Biju turned in mechanically at the sixth somber house with its tombstone facade, past the metal cans against which he could hear the unmistakable sound of rat claws, and went down the flight of steps to the basement.
"I am very tired," he said out loud.
A man near him was frying in bed, turning this way, that way. Someone else was grinding his teeth.
By the time he had found employment again, at a bakery on Broadway and La Salle, he had used up all the money in the savings envelope in his shoe.
It was spring, the ice was melting, the freed piss was flowing. All over, in city cafés and bistros, they took advantage of this delicate nutty sliver between the winter, cold as hell, and summer, hot as hell, and dined al fresco on the narrow pavement under the cherry blossoms. Women in baby-doll dresses, ribbons, and bows that didn't coincide with their personalities indulged themselves with the first fiddleheads of the season, and the fragrance of expensive cooking mingled with the eructation of taxis and the lascivious subway breath that went up the skirts of the spring-clad girls making them wonder if this was how Marilyn Monroe felt—somehow not, somehow not… .
The mayor found a rat in Gracie Mansion.
And Biju, at the Queen of Tarts bakery, met Saeed Saeed, who would become the man he admired most in the United States of America.
"I am from Zanzibar, not Tanzania," he said, introducing himself.

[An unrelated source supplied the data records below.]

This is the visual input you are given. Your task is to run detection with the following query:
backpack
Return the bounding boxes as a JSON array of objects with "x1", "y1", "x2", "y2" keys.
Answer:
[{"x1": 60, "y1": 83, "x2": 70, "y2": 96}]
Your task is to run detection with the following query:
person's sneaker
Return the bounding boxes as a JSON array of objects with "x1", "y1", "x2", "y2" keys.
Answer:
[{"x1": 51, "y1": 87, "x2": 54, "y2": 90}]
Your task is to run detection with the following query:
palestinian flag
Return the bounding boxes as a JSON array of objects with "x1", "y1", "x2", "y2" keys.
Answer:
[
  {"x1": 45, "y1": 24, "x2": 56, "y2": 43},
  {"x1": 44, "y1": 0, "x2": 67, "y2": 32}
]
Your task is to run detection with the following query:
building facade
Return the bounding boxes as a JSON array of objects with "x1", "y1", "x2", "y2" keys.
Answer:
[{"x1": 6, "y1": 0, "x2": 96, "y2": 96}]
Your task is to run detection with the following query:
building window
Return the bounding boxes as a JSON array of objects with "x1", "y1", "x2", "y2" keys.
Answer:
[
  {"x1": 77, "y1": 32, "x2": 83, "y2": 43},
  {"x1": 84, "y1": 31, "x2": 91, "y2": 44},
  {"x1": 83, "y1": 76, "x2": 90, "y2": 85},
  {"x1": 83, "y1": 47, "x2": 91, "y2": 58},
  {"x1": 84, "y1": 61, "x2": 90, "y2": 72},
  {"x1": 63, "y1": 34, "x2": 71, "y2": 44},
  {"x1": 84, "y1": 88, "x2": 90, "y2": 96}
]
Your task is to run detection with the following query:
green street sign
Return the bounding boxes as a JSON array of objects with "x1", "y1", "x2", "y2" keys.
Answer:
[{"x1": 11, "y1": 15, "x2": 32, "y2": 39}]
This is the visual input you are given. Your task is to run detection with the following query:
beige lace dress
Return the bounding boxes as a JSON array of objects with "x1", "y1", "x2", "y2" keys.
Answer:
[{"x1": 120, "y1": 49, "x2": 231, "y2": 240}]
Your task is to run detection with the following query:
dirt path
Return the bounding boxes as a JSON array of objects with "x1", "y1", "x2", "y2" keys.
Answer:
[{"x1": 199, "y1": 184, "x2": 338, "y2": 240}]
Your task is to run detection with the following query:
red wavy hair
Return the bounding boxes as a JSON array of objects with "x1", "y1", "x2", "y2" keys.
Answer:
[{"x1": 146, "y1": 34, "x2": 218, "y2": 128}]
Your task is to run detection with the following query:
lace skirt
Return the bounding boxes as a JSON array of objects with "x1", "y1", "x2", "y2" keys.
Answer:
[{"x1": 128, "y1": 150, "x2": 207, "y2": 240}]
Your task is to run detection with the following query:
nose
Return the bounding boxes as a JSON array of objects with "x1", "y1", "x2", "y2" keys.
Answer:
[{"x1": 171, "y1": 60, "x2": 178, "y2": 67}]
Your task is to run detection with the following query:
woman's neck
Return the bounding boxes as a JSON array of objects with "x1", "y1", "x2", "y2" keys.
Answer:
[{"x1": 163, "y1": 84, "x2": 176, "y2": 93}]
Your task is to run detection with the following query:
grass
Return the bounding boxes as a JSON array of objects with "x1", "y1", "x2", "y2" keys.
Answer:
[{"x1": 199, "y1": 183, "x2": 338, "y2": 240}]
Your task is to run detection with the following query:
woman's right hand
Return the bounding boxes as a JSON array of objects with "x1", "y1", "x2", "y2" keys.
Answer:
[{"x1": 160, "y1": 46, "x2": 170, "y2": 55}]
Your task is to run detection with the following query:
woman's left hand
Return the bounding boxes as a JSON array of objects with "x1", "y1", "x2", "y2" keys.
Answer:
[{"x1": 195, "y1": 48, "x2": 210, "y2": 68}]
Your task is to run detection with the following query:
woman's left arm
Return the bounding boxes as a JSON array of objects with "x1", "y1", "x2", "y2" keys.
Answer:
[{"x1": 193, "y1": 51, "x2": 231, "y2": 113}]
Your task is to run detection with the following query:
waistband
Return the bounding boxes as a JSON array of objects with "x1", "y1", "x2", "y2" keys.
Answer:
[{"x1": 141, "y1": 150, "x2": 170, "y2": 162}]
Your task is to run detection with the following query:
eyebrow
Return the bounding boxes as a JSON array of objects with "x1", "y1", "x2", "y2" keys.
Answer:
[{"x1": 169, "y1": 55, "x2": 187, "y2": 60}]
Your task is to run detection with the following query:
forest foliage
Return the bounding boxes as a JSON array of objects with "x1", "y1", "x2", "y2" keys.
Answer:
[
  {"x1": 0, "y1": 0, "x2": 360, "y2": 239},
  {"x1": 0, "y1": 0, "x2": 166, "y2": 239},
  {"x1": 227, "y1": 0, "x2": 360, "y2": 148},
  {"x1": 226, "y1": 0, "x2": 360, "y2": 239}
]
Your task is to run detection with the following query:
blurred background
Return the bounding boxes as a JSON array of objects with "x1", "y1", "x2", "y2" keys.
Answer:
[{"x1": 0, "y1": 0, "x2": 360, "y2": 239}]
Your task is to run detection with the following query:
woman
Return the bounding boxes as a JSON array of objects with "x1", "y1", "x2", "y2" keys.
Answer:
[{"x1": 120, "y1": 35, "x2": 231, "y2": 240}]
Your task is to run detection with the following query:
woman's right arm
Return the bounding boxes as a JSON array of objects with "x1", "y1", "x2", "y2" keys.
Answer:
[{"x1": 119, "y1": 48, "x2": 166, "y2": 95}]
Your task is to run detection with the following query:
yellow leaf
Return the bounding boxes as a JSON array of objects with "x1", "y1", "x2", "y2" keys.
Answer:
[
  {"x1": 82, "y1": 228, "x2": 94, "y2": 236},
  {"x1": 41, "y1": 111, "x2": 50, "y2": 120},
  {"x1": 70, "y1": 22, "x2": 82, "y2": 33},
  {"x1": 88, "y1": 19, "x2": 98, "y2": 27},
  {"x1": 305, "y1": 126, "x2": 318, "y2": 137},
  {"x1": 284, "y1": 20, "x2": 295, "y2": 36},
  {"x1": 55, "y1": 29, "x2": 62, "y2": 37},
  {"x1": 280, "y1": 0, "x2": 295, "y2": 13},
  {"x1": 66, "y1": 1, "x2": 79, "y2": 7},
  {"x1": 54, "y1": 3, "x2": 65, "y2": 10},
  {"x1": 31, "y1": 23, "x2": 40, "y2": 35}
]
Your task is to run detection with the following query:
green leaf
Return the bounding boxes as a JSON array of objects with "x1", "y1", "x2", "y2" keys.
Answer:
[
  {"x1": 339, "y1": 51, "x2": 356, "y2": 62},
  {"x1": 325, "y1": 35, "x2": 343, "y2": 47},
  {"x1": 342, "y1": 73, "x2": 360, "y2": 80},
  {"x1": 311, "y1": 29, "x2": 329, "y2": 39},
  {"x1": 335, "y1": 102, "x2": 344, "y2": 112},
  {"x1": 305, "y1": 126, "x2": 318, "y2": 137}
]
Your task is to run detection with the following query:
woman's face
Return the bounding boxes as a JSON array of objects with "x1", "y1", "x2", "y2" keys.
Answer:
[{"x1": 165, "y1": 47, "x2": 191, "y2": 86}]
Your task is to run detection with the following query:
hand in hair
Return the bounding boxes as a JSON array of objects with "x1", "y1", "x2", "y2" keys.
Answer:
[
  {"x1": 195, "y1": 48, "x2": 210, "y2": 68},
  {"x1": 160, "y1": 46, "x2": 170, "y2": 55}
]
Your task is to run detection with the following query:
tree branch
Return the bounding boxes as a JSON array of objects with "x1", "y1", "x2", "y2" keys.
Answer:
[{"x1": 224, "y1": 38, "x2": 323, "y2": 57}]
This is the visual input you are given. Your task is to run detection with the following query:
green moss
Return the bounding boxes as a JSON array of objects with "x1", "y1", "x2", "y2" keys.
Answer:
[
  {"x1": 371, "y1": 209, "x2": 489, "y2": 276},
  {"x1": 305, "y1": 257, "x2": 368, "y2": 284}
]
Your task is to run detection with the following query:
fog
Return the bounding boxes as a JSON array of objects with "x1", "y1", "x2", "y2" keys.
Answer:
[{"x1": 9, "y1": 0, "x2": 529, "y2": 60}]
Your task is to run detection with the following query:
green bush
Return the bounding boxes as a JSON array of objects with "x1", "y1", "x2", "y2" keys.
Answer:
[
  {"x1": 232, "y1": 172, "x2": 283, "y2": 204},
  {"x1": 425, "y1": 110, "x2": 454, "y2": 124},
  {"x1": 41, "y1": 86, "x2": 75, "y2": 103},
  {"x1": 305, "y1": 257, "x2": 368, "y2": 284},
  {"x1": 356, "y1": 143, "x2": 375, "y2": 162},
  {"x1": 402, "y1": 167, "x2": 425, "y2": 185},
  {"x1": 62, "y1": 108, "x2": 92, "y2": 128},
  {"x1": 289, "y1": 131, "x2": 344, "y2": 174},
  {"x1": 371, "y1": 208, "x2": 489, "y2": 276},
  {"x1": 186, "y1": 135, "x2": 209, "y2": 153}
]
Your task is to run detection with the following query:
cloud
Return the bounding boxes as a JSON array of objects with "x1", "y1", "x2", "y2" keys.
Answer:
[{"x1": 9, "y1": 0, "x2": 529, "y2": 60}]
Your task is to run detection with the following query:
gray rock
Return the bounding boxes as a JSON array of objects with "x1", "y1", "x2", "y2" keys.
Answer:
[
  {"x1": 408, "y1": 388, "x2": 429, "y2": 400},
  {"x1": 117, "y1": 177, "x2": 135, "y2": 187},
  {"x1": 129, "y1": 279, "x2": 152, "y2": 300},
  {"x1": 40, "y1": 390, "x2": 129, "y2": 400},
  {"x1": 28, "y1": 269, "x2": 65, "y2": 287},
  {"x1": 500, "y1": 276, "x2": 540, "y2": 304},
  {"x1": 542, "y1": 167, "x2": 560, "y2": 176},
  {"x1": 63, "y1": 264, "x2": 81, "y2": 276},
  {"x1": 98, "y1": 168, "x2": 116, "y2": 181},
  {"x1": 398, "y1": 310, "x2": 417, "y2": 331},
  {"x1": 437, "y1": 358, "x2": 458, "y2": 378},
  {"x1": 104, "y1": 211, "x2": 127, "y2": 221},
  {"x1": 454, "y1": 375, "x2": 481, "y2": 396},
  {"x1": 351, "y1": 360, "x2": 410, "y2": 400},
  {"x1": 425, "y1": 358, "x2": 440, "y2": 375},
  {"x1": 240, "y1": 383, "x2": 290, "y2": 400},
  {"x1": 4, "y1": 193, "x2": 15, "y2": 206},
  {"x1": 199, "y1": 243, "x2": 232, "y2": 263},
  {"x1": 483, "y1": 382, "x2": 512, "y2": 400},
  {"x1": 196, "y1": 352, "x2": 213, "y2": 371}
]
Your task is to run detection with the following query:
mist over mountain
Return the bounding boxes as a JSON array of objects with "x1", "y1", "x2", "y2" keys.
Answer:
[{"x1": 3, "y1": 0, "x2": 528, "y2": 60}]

Biju knew neither one nor the other. "Where is that?"
"Don't you know?? Zanzibar full of Indians, man! My grandmother—she is Indian!"
In Stone Town they ate samosas and chapatis, jalebis, pilau rice… . Saeed Saeed could sing like Amitabh Bachhan and Hema Malini. He sang, "Mera joota hai japani.…" and "Bombay se aaya mera dost—Oi!" He could gesture with his arms out and wiggle his hips, as could Kavafya from Kazakhstan and Omar from Malaysia, and together they assailed Biju with thrilling dance numbers. Biju felt so proud of his country's movies he almost fainted.